KİRAZ ZAMANI ÖRGÜT RÜYASI!

KÖŞE YAZISI... ZERRİN BEKAR...

KİRAZ ZAMANI ÖRGÜT RÜYASI!
05 Haziran 2014 - 16:13

                Bir oturuşta 750 gr. Kiraz yiyen oğlum için marketin manav bölümündeyim. O da ne? Kiraz 10 lira!.. Hemen manav sorumlusuna “ Murattt....  aylardan Ocak değil ,  Beykoz’ da herkes aşermiyor, hamile değil bu ne ? ”   Bu en iyisi Ablam” YERSEN…

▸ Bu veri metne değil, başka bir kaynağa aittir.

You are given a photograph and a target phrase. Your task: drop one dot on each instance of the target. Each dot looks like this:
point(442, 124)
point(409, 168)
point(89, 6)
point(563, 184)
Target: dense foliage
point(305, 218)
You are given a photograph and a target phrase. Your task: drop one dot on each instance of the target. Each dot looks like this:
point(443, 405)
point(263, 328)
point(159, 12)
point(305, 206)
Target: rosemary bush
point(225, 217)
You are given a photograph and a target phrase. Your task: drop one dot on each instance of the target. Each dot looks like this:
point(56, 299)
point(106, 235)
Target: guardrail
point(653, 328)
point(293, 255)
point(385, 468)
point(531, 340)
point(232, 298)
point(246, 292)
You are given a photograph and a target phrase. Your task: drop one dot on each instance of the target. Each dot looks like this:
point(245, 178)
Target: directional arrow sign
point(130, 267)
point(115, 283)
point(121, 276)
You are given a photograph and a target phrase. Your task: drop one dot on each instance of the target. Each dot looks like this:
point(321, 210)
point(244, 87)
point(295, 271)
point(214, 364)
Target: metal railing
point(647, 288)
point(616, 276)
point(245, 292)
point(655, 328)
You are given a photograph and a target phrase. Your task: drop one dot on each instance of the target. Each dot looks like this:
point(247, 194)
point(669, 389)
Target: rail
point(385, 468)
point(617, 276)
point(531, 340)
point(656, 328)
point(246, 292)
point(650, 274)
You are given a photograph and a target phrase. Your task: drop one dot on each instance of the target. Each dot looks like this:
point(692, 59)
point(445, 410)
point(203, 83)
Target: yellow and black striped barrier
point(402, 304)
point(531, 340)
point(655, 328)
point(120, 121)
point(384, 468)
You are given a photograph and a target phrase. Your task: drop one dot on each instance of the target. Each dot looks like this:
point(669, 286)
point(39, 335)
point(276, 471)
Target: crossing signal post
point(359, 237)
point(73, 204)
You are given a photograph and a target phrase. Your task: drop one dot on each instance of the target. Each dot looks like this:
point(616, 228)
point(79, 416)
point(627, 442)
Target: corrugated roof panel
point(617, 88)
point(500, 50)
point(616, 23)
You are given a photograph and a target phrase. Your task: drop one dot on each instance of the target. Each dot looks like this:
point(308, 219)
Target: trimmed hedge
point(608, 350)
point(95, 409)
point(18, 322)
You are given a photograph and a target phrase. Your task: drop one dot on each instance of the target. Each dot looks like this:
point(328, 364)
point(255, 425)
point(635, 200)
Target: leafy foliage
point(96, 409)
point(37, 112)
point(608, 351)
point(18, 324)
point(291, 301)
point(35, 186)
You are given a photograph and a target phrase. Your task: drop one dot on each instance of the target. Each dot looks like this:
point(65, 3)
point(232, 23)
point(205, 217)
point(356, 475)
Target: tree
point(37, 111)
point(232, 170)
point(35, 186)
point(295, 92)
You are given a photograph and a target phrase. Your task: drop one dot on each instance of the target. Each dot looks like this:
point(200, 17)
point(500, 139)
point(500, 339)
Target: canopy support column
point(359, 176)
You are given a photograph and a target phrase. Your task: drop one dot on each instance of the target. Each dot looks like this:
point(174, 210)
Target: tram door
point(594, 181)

                Yemedim tabii. Akşam çocukları aldığım gibi doğru anneme, bahçesindeki kirazlara dalmaya ... Ziyaret  bahanesi  hem yedik, hem  topladık kirazları . Tam içimden bedava kiraz baldan tatlı derken ,  Hakan  çıkageldi. O sıra yoldan geçen  komşumuz Dudu  Ayla   “Zerrin ne yapıyorsun orda, Beykoz’da kiraz mı kalmadı , yoksa senin  paran mı? “ gel de anlat şimdi kolaysa.  Hem de Ayla ‘ya… “Çocuklara  organik kiraz yediriyorum Ayla Abla”  Yandan bir ses; gerçeği söylesene  Zerrin, kirazın 10 lira olduğunu görünce, buraya koştum desene!..  Diyemem canım  !  10 lira yüzünden  10 gün  beni konuşurlar sonra….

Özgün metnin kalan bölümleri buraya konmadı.